Penn State said in an announcement June 2 that the compromised computer “had at one time contained a database of Social Security numbers for official use by the university. The database was removed when Penn State stopped using [Social Security numbers] in 2005, but an archived copy remained undetected in the computer’s cache.”

The latest botnet attack at Penn State wasn’t the university’s first experience with malware. Penn State announced in December that bots had exposed information for about 30,000 students when computers across the campus were compromised.

Internet security experts say campus IT officials should stop using students’ Social Security numbers as identifications, because about 5,900 known botnets have stolen valuable information from computers in many sectors, including higher education.

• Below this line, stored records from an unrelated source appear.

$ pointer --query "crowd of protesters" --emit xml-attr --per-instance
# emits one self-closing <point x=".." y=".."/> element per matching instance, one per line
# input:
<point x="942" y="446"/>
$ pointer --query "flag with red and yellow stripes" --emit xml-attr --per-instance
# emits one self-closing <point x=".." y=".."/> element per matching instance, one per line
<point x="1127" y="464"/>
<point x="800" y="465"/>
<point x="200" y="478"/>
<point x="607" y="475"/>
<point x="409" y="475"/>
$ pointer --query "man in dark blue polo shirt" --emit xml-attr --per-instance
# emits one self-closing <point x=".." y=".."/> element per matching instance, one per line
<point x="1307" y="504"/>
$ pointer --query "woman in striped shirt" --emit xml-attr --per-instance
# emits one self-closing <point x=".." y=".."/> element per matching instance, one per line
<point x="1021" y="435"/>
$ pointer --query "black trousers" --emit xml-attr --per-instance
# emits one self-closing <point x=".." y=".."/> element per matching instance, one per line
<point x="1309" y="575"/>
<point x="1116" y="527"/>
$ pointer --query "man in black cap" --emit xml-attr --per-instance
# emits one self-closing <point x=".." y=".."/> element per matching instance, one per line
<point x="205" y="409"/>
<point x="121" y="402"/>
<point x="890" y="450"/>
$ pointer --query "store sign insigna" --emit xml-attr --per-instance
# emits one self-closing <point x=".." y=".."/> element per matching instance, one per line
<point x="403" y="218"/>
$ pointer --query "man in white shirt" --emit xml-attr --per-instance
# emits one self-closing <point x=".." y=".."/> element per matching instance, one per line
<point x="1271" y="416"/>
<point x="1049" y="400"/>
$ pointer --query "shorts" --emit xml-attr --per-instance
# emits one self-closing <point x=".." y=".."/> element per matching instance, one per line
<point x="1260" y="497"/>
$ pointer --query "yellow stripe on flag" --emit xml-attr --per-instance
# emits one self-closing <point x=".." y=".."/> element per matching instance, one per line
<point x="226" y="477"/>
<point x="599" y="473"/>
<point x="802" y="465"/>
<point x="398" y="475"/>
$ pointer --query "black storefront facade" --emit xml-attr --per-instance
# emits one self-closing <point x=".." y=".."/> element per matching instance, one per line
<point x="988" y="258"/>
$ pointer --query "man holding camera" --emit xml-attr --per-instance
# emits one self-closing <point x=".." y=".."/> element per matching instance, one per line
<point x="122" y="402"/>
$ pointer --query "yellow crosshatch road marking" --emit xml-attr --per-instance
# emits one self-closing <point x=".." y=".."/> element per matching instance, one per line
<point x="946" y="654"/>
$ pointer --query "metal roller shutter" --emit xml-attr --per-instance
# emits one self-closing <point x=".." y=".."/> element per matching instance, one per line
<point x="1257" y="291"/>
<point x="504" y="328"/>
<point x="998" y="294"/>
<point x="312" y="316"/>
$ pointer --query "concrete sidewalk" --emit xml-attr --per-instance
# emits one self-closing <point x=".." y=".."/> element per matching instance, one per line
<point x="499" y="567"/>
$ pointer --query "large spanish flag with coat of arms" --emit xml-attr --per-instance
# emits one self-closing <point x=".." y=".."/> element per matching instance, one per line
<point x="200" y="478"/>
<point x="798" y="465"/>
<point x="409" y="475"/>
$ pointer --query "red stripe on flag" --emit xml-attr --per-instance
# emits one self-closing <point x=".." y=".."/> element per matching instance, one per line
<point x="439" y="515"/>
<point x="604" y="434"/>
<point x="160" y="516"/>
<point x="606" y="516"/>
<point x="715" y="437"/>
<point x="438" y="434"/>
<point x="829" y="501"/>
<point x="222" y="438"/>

Shadowserver, an organization that tracks botnet incidents in governments, education, and the private sector, unveiled the running tally of botnets days before security firm Symantec released a report March 2 showing a 5.5 percent hike in spam eMail last month, spurred mostly by botnets.

Spam now accounts for 90 percent of all eMail sent within the U.S., Symantec said.

Peyton Engel, a technical architect for CDW-G, said colleges and universities find it easy to identify students by their Social Security numbers, but as botnets and viruses become more dangerous and difficult to detect, campus IT staff should assign students random numbers generated by an algorithm.

It’s not a solution to stopping botnet attacks, Engel said, but if hackers find student ID numbers that don’t correspond to Social Security numbers, damage can be mitigated.

“They haven’t found how to prevent the incident,” he said. “But they just made it so that it’s not as damaging [if a botnet attacks].”